Hi guys.  I decided to change up a recipe for liquid soap and experiment with superfatting at 15% with the following:

60% hemp seed
25% coconut
15% Castor

This was probably a mistake, although an interesting experience.  Take a look at the pics for more details, but it seems like the soap kept separating into a fatty layer on the top (I'm assuming the free floating fatty acids?).  I tried scooping most of it out and it seems to have made some relatively good soap with some transparency (although transparency wasn't my goal here per say).  I do usually superfat with castor, but this time wanted to see what would happen with other oils.  I've also noticed that mica's don't seem to mix very well with liquid soap.  It keeps separating out and floating to the top while a portion of uncolored soap goes to the bottom.  I noticed that when coloring, the free fatty acids color with one shade while the rest color a different shade.  Might make an interesting experimental project to try to swirl these colors together and keep them from separating in two opposing directions (top/bottom).  Perhaps an emulsifier of some sort would do the trick?  Anyway, not my intent, just an interesting observation if anyone else wanted to experiment with it.  My question is this:  what happened to this batch?  Are mica's not supposed to work well with liquid soap?  why is it separating and what is the separation?  When I scooped it all off the top and put it all in another pot, it made something else entirely.  And it colored differently than the others.  Perhaps this "harvest" of free fatty acids is desirable in some way?  Maybe it would make a good conditioner?

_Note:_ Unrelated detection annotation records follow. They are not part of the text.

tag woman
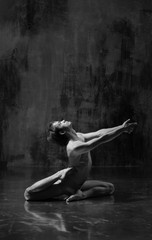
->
[24,119,137,202]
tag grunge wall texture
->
[0,0,152,166]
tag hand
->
[122,119,137,134]
[66,190,85,204]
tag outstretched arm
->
[69,119,137,155]
[78,119,137,142]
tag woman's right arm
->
[70,120,137,156]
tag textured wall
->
[0,0,152,165]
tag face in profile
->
[52,120,72,129]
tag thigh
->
[81,180,113,191]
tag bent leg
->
[81,180,115,195]
[24,168,71,201]
[67,180,114,202]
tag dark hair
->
[47,122,69,146]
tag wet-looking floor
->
[0,168,152,240]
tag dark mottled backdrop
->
[0,0,152,166]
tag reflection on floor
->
[0,168,152,240]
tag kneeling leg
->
[67,180,114,202]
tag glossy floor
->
[0,168,152,240]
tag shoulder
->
[77,132,85,142]
[66,140,84,157]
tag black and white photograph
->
[0,0,152,240]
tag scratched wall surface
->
[0,0,152,166]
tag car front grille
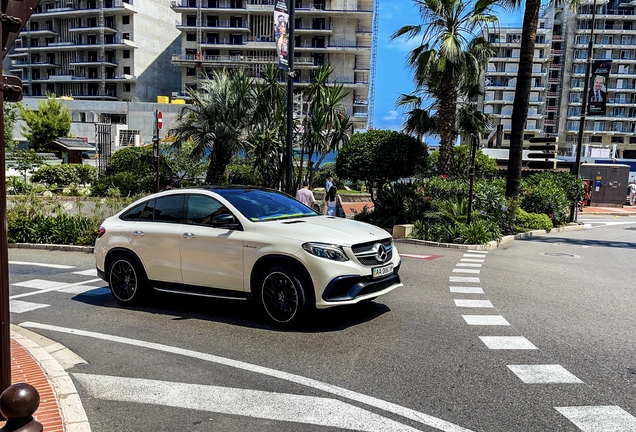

luckily I only colored a small portion of the main batch in case it didn't work out well.  You can see the separation on the uncolored pic at the top.  It is foamy looking, but alcohol does not get rid of it.  It is thick, stubborn like the paste, but not paste.  This layer I scooped off the top was that which I was referring to as conditioner.  I forgot to mention that I used borax and a very small amount of salt.  I also used 8 oz of glycerin.  The paste was 5 pounds and the water ratio was about 2:1, although I boiled it down to a thicker ratio.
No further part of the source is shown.